I blogged two weeks ago about the launch of the Pekanbaru Water Supply PPP project pre-qualification process. The launch of the transaction process took a lot of Indonesian infrastructure watchers by surprise as, according to most interpretations of the current legal framework, private participation in the water sector is currently illegal.

Back in February, Indonesia's constitutional court struck down as law 7/2004 on Water Resources as unconstitutional, effectively returning regulation of the water sector to law 11/1974 on Irrigation, which does not permit private participation in the sector. I'm no lawyer, but people who should know have told me that, effectively, this means any proposed water PPP project is on hold until the law is replaced.

The lack of legal certainty has been used as an excuse for the lack of progress on the procurement of the long delayed Umbulan and Lampung water projects, both of which began procurement many years ago.

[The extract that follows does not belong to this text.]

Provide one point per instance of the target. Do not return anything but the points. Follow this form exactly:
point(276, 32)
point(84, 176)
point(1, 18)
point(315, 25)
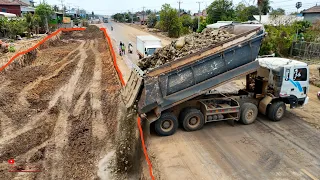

There have been recent media reports that the signing of the draft governmental regulation on water resources (an interim measure while the new law is prepared) is imminent. I haven't seen a draft, but  private operators voiced their concerns with the draft that was put to them back in June. 

I hope the launch of a new PPP project in the water sector is a sign that the new governmental regulation is indeed imminent, and that it is drafted in a way that allows private sector operators to participate and improve water service to Indonesia's citizens.